China Three Gorges (CTG) and Oppidum, an investment fund from Spain, are increasingly concentrating power in Portugal’s EDP.

EDP’s general shareholders meeting scheduled for 16 April will decide on a reduction from 21 to 16 members of the General and Supervisory Board (CGS) of EDP, and according to the Portuguese press, the seats to be extinguished were all occupied by Portuguese executives.

EDP’s CGS permanently ensures the monitoring and supervision of the administration’s activity analyzing the strategic vision and decisions of the electrical company.

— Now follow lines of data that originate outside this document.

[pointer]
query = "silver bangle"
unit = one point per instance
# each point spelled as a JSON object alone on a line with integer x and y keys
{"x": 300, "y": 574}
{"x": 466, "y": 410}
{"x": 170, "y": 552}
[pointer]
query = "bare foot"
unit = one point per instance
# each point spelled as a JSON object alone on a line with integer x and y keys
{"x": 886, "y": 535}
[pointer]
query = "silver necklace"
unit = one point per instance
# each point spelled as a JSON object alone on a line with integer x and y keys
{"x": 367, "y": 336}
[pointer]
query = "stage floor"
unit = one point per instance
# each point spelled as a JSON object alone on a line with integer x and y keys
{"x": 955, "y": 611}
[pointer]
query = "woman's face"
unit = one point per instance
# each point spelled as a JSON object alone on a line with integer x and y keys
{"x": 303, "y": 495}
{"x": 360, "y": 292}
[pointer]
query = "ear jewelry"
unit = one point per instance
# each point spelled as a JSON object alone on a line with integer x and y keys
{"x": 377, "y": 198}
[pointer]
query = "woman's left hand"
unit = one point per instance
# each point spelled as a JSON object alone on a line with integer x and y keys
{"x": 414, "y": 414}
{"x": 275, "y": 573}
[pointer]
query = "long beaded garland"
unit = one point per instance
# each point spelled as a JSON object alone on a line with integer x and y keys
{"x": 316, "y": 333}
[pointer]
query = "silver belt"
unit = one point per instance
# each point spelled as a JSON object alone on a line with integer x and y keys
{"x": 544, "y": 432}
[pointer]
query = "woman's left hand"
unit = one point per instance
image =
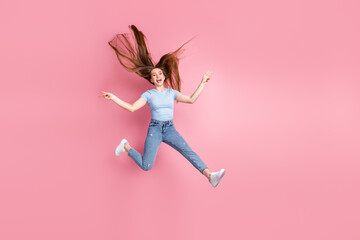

EDP’s largest shareholders will, thus, gain weight in the management commission: CTG (19.03% of capital adding up to five members) and  Oppidum (7.2%, two seats), forming a majority with the chairman, João Talone, who was proposed by these shareholders.

The company’s statutes say the CGS must have a majority of independent members.

Other EDP shareholders are Blackrock (5.06%), Norges Bank (2.95%), Alliance Bernstein (2.68%), Sonatrach (2.19%) and Qatar Investment Authority (2.09%).

According to newspaper Dinheiro Vivo, the trend is of a smaller presence of Portuguese members in the CGS, but also in a “reduction of voices and the diversification of interests in the board, with prevalence of the largest shareholders of the company”

Since Portugal’s main private bank, BCP, left EDP, Portuguese capital is now scarce in the company.

The two main shareholders also do business with each other, with CTG paying around 500 million euros last month to take all renewable projects (a solar plant and 11 wind farms) from a consortium led by Corporacion Masaveu.

The Masaveu family owns more than half of Oppidum’s capital, Dinheiro Vivo adds.

CGT bought into EDP in 2012, with more than 21% of the capital, in an investment of 2.7 billion euros.

With the sale of 100 million shares in January alone, the Chinese company made almost a quarter of that amount, reducing its participation to the current 19%.

This relative remoteness, together with the two members at CGS and without other shareholders represented there, makes room for the Spaniards – whose common businesses approached CTG -, who achieve a greater weight than what guarantees them a 7% share in EDP without having to invest in a broadening of its shareholding position.